[pve-devel] [PATCH ha-manager 2/2] fix #6801: only consider target node during positive resource affinity migration
Daniel Kral
d.kral at proxmox.com
Mon Nov 3 16:17:12 CET 2025
When a HA resource with positive affinity to other HA resources is moved
to another node, the other HA resources in positive affinity are
automatically moved to the same target node as well.
If the HA resources have significant differences in migration time
(more than the average HA Manager round of ~10 seconds) the already
migrated HA resources in 'started' state will check for better node
placements while the other(s) are still migrating.

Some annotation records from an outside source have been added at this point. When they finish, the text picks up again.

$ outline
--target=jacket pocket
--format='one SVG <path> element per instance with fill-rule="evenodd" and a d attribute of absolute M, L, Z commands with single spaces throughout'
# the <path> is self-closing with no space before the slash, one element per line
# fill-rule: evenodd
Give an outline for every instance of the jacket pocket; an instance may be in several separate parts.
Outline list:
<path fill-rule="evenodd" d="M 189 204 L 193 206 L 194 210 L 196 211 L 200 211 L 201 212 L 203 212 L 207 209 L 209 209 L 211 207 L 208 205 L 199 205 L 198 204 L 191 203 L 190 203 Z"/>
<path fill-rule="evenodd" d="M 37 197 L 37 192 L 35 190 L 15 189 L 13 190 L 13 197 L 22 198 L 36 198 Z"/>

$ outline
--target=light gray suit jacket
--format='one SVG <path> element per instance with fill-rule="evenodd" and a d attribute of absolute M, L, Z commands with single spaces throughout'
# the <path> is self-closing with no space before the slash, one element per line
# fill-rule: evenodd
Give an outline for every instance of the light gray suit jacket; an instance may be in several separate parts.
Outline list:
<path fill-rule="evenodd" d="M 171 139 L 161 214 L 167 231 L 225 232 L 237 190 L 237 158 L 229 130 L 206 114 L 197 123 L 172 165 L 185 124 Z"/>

This search includes whether the positive resource affinity rules are
held and will query where the other HA resources are. When HA resources
are still migrating this will report that these are both on the source
and target node, which is correct from a accounting standpoint, but will
add equal weights on both nodes and might result in the already started
HA resource to be migrated to the source node.
Therefore, only consider the target node for positive affinity during
migration or relocation to prevent this from happening.
As a side-effect, two test cases for positive resource affinity rules
will result in a slightly quicker convergence to a steady state as these
now will get the information about the common target node sooner.
Signed-off-by: Daniel Kral <d.kral at proxmox.com>
---
src/PVE/HA/Rules/ResourceAffinity.pm | 6 ++--
.../log.expect | 25 +++--------------
.../log.expect | 28 +++++++++----------
.../README | 3 --
.../log.expect | 28 +++----------------
5 files changed, 26 insertions(+), 64 deletions(-)
diff --git a/src/PVE/HA/Rules/ResourceAffinity.pm b/src/PVE/HA/Rules/ResourceAffinity.pm
index 4f5ffca5..9303bafd 100644
--- a/src/PVE/HA/Rules/ResourceAffinity.pm
+++ b/src/PVE/HA/Rules/ResourceAffinity.pm
@@ -517,8 +517,10 @@ sub get_resource_affinity {
for my $csid (keys $positive->%*) {
my ($current_node, $target_node) = $get_used_service_nodes->($csid);
- $together->{$current_node}++ if defined($current_node);
- $together->{$target_node}++ if defined($target_node);
+ # consider only the target node for positive affinity to prevent already
+ # moved HA resources to move back to the source node (see #6801)
+ my $node = $target_node // $current_node;
+ $together->{$node}++ if defined($node);
}
for my $csid (keys $negative->%*) {
diff --git a/src/test/test-resource-affinity-strict-mixed3/log.expect b/src/test/test-resource-affinity-strict-mixed3/log.expect
index b3de104f..ee6412a1 100644
--- a/src/test/test-resource-affinity-strict-mixed3/log.expect
+++ b/src/test/test-resource-affinity-strict-mixed3/log.expect
@@ -58,17 +58,11 @@ info 40 node1/crm: service 'vm:102': state changed from 'migrate' to 'sta
info 40 node1/crm: service 'vm:103': state changed from 'migrate' to 'started' (node = node3)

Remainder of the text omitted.